As mentioned above, in a case that at least the upper half 1 out of both upper and lower halves 1 and 2 constituting the tape cassette AA is formed by a material of high transparency or a semitransparent material, an external light beam such as sunlight may enter into the tape cassette AA through the upper half 1. The external light beam entered into the tape cassette AA reaches to the light detecting elements D2 and D3 provided on the VTR as transmission light or scattered light, that is, undesired light other than the detection light beams L1 and L2 through the upper surfaces of the right and left holes 8a and 8b, that is, through the upper half 1 from the inner right and left sides 1A2 and 1B2 to the outer right and left sides 1A1 and 1B1 even when the magnetic tape T is running in the VTR. The light detecting elements D2 and D3 detect light reception if luminous energy of the external light beam exceeds a detectable level of the light receiving elements D2 and D3. Thus, the VTR accidentally determines that the magnetic tape T has come to its end although the magnetic tape T is not in the terminal position of the tape. Accordingly, the VTR may stop functioning while the magnetic tape T is still running.

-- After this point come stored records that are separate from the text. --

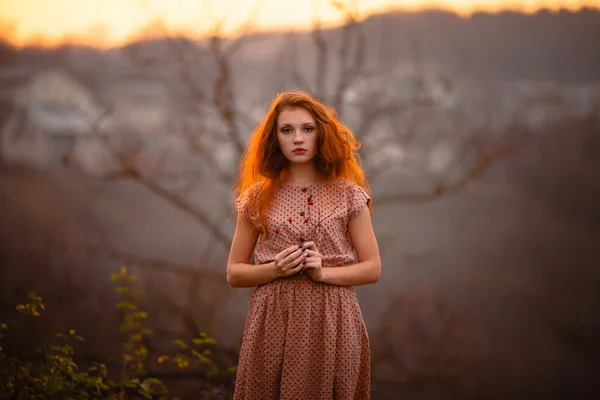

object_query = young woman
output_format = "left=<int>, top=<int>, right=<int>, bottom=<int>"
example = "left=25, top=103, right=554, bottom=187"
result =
left=227, top=92, right=381, bottom=400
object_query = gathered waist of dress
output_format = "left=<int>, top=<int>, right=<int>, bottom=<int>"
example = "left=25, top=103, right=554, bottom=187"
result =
left=278, top=263, right=352, bottom=280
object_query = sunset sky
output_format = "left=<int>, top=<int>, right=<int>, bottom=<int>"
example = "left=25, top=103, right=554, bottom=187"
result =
left=0, top=0, right=600, bottom=47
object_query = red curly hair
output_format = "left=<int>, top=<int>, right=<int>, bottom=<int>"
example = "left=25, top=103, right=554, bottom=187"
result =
left=234, top=91, right=371, bottom=238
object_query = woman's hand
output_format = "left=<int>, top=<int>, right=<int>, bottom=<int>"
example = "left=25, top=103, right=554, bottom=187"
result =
left=274, top=245, right=307, bottom=278
left=302, top=242, right=323, bottom=282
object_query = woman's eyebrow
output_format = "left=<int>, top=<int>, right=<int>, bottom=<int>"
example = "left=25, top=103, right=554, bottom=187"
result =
left=279, top=121, right=315, bottom=126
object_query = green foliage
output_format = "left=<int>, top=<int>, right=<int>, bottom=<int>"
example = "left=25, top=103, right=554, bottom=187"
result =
left=0, top=267, right=235, bottom=400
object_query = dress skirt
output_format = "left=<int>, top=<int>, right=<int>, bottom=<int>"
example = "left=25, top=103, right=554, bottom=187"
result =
left=234, top=274, right=370, bottom=400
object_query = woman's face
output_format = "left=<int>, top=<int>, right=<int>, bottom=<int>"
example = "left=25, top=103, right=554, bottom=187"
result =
left=277, top=107, right=317, bottom=163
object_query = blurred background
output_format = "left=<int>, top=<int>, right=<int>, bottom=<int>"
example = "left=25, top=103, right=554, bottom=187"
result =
left=0, top=0, right=600, bottom=400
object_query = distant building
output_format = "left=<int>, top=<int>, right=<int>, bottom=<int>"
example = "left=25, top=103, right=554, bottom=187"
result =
left=0, top=68, right=114, bottom=172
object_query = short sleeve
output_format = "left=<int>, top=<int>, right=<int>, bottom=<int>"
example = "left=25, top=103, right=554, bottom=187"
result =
left=348, top=184, right=371, bottom=220
left=235, top=187, right=257, bottom=222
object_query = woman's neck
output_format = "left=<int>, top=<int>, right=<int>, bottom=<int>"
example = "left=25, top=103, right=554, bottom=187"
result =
left=284, top=162, right=321, bottom=185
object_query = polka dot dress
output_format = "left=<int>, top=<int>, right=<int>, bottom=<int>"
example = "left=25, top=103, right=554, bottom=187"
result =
left=234, top=180, right=370, bottom=400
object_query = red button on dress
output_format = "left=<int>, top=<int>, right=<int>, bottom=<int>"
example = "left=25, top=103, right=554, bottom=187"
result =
left=234, top=180, right=370, bottom=400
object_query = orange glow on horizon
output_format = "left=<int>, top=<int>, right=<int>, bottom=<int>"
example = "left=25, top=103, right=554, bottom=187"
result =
left=0, top=0, right=599, bottom=48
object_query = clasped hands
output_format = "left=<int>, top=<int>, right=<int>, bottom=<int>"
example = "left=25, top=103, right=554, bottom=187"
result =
left=274, top=241, right=323, bottom=282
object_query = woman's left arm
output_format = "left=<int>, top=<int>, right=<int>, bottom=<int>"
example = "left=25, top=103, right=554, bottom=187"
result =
left=310, top=207, right=381, bottom=286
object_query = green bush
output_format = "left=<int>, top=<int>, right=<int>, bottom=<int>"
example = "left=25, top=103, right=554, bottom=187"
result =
left=0, top=267, right=235, bottom=400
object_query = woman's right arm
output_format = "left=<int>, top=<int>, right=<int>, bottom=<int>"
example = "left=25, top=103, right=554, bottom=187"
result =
left=227, top=214, right=306, bottom=287
left=227, top=214, right=277, bottom=287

Further, the light emitting element D1 as the light source for detecting a terminal position of a tape always irradiates a light beam during a period of time until the tape cassette AA is ejected after the tape cassette AA has been loaded into the VTR. Furthermore, a light irradiating position of the light emitting element D1 is arranged at a predetermined angle with respect to allocations of the light receiving elements D2 and D3. Accordingly, a light beam irradiated from the light emitting element D1 is split into direct light, which directly reaches to the light receiving elements D2 and D3 through the right and left holes 8a and 8b for the light path, and scattered light, which reaches to the light receiving elements D2 and D3 through the upper half 1 in vicinities of the right and left holes 8a and 8b after the light beam irradiated from the light emitting element D1 has been scattered inside the tape cassette AA.
Then, the light receiving elements D2 and D3 detect light reception if the luminous energy of the scattered light exceeds the detectable level of the light receiving elements D2 and D3. Thus, the VTR accidentally determines that the magnetic tape T has come to its end although the magnetic tape T is not in the terminal position of the tape. Accordingly, the VTR may stop functioning while the magnetic tape T is still running.